If the school is able to maintain an entire gym, ripe with an indoor track, basketball court, swimming pool, not to mention the (non-free) classes that go along with it, without charging those who take advantage of such facilities (or, put another way, subsidized BY those who do not take advantage of such facilities), I think the school could do without charging students for parking. Visitors, sure; but students?
And there are plenty, plenty of services that schools offer for "free" because they are included in the tuition, that many students don't "take advantage" of (read: don't need/want).
For me, I'd like to be able to curate the benefits I get from the school. No, I do not want to get free condoms from the health center, but I would like free parking. I do not smoke so I do not need free nicotine patches, but I would like to go to the gym.
Of course this is a life long in my past, but it still irks me how many students are forced to learn how to game the system like this because they have to pay for parking. Perhaps not forced, but sometimes it's just not financially feasible for a zero-income college student to pay $9 a day to park on campus.
A much simpler "hack" occurred to me recently. Suppose you wanted to store your car for a long time in a gated garage that also holds ZipCars.
Drive your car in and take a ticket as normal. When it's time to leave, book a ZipCar for one hour. Grab its parking pass and use it to exit the garage with your car. Park on the street nearby, walk the pass back to the ZipCar.

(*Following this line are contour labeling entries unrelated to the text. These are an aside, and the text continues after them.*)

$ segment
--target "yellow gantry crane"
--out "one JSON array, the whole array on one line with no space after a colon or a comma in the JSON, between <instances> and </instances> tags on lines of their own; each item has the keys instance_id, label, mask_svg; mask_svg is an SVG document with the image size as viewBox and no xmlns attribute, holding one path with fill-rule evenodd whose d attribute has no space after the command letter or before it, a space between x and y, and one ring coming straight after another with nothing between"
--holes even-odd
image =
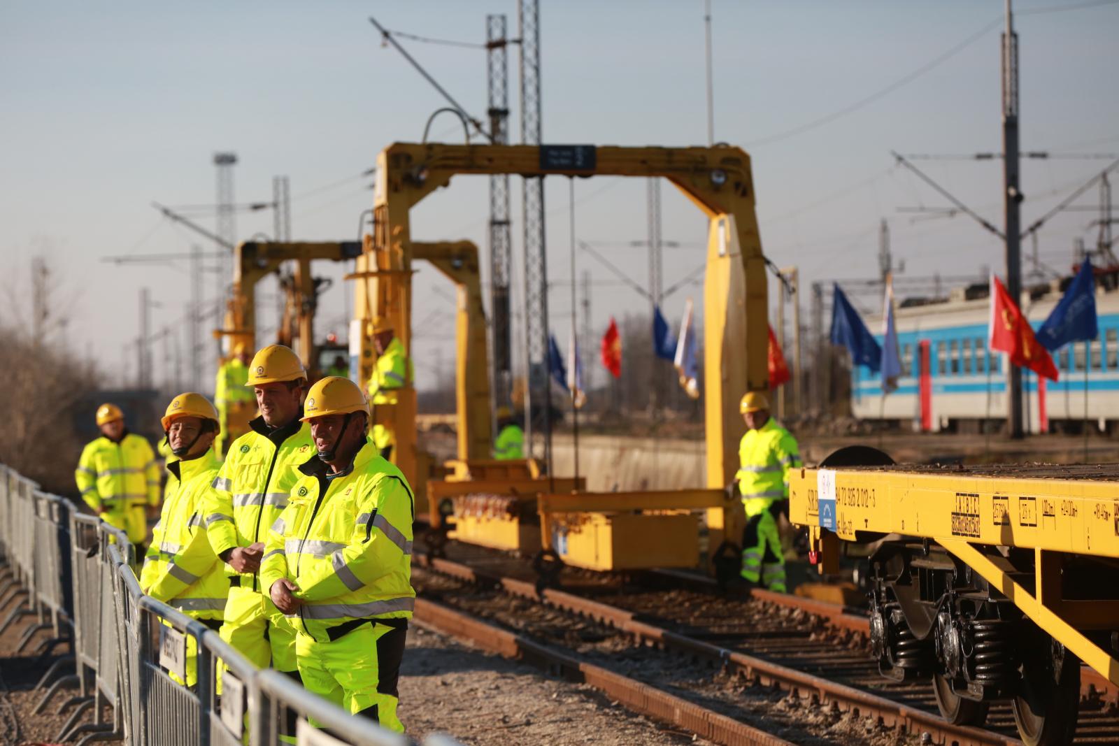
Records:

Are there typically countermeasures in place for this? Match the pass to the license plate with ANPR? Don't allow an exit without a corresponding entrance? Sucks for the next person to use the ZipCar. But how will they know it was you? Are video archives good enough to find the plate associated with a particular card swipe without a ton of manual effort?
(Assume you're trying to store a car for a month or more. At a fairly normal Chicago visitor parking rate of $25 for 2 hours, that would cost $9,000.)
There are protections to this type of abuse in just about every comercial parking system -- so much so it is not even listed in advantages/features for most of their marketing materials. It is commonly refereed to Single Entrance Gate or Stateful Egress; basically the card is tracked in a stateful database and is either in use (it has been used to enter but not yet to exit) or not in use (it has exited since its last entry). If you attempt to use the card for entry when it is in the "in use" state it will deny and log the action.
Edited to add: For the next common "game" on this line "why dont you just walk past and card swipe exit" you will note the cameras positioned at the card terminals at all of these lots for this issue. Basically they will have a record of: your license plates for the entry/exists (the sipes and video systems have timecodes that can be matched) and of your person walking by on foot to trigger the exit state.
> Are there typically countermeasures in place for this?
The cost of the zip car + the hassle of booking the zipcar, walking from to it to grab the card, driving your car out and finding parking, then walking back to the car.
I would emphasize that this method requires finding parking outside the parking garage. Around where I live, that could be a long walk back to the garage (and paying a meter...)
Eventually, somebody would notice the car there and remove it by tow truck. Most garages need parking passes or have assigned numbers or something. When someone complains is usually when someone gets towed.
When they caught him (he parked in the wrong lot or something) he admitted everything, paid $80, and offered to help them catch others doing the same thing.
He told them to change the end-of-day expiry time to 1 minute earlier than normal, tow everyone with a ticket that expires at the usual time.